Alors que notre conversation s’est tournée vers l’amour de Pearl pour les livres d’agents secrets, je me résolus finalement à cesser cette discussion en posant mes lèvres sur les siennes. Mon corps se retrouve au-dessus d’elle : et contrairement aux autres fois, ce n’est pas par accident, ou bien, pour me venger d’avoir volé mon Kinder Bueno.
— Attends. Tu veux que je me taise, pas vrai ? lâche-t-elle en faisant mine d’être offensée par mon baiser.
— Peut-être bien, rié-je en l’embrassant une seconde fois.
— Connard, me dit-elle en ne pouvant pas s’empêcher de sourire.
— Ouais, je sais.
Mes lèvres commencent à se diriger vers son cou, et directement, elle frémit. C’est alors que je sens son cœur battre tout aussi vite que le mien, dès lors où je me presse davantage sur elle. L’atmosphère devient papable. Et nos souffles se mettent à être haletants. Je converge mes yeux dans les siens – qui, dès à présent, ce sont assombrit. Un long frisson se propage sur chaque parcelle de ma peau, et c’est en profitant de mon instant d’inattention qu’elle se met au-dessus de moi, à une vitesse qui me laisse sans voix.
— Arrête de faire ça, grogné-je tandis qu’elle ricane simplement.
Quelques secondes plus tard, sans que je m’y attende, elle se redresse. C’est avec un sentiment de confusion que je l’imite. À présent, ses jambes se tiennent de part et d’autre de mes hanches, et ses bras entourent mon torse dénudé. Autrement dit, elle me fait un câlin… Hein ? Je me crispe sous son étreinte.
— Je déteste le fait que je t’aime, souffle-t-elle de façon presque imperceptible.
Normalement, dans ce genre de situation, je suis supposé dire que je l’aime également et commencer une déclaration comme dans toutes les fictions à l’eau de rose.
Cependant, aucun son ne sort de ma bouche. Je la serre simplement contre moi avant de poser un doux baiser sur le haut de sa tête. Je n’ai jamais été un adepte des discours affectueux : et ce, depuis toujours.

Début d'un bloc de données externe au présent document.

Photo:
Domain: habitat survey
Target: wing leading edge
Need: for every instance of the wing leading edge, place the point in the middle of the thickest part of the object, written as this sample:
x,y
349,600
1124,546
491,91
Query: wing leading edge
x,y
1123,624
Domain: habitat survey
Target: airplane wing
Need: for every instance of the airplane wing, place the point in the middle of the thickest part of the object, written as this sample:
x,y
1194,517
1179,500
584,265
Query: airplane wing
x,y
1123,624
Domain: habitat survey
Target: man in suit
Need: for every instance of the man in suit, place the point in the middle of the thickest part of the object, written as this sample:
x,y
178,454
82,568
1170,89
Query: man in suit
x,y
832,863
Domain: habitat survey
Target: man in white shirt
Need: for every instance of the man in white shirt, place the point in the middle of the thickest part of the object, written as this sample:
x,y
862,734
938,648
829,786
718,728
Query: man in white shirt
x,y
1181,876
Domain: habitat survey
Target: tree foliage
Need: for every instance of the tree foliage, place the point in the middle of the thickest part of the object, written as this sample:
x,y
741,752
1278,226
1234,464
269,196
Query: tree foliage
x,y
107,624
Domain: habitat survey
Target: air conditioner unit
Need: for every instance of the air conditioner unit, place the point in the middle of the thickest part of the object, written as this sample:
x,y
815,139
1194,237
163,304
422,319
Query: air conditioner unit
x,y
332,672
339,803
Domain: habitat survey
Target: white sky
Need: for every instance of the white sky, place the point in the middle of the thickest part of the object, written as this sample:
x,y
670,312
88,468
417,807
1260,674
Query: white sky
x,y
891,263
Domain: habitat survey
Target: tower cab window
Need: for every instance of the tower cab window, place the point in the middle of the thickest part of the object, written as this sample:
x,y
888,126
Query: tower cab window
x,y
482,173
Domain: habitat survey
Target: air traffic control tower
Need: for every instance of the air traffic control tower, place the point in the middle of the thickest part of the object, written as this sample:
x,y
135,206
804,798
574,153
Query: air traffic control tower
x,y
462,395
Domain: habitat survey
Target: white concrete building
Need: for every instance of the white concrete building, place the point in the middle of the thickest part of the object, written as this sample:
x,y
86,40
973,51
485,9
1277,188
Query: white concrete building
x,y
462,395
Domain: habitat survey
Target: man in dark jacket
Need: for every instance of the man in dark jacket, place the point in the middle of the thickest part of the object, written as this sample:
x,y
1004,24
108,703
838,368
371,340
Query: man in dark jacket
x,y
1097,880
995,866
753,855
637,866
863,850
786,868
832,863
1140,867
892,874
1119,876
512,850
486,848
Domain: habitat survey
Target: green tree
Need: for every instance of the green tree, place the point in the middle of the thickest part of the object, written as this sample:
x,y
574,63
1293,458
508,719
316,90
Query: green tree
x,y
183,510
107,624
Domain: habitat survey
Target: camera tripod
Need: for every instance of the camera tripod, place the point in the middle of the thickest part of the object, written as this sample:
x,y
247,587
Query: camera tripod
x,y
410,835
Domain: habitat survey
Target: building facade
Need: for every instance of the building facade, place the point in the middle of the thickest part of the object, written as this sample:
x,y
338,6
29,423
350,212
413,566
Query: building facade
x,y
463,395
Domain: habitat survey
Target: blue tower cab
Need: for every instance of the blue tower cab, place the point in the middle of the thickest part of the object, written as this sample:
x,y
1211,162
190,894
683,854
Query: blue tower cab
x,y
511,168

Honnêtement, si ça ne tenait qu’à moi, j’aurais préféré fermer ma gueule. Mais, en y repensant, ça serait une terrible erreur. Pearl sera certainement blessée par mutisme, alors il faut que je fasse un effort pour arrêter, ne serait-ce qu’un instant, d’être un connard.
— Je déteste aussi le fait que je t’aime… avoué-je doucement, avant de reprendre la parole avec une voix nettement plus basse. Plus que moi-même.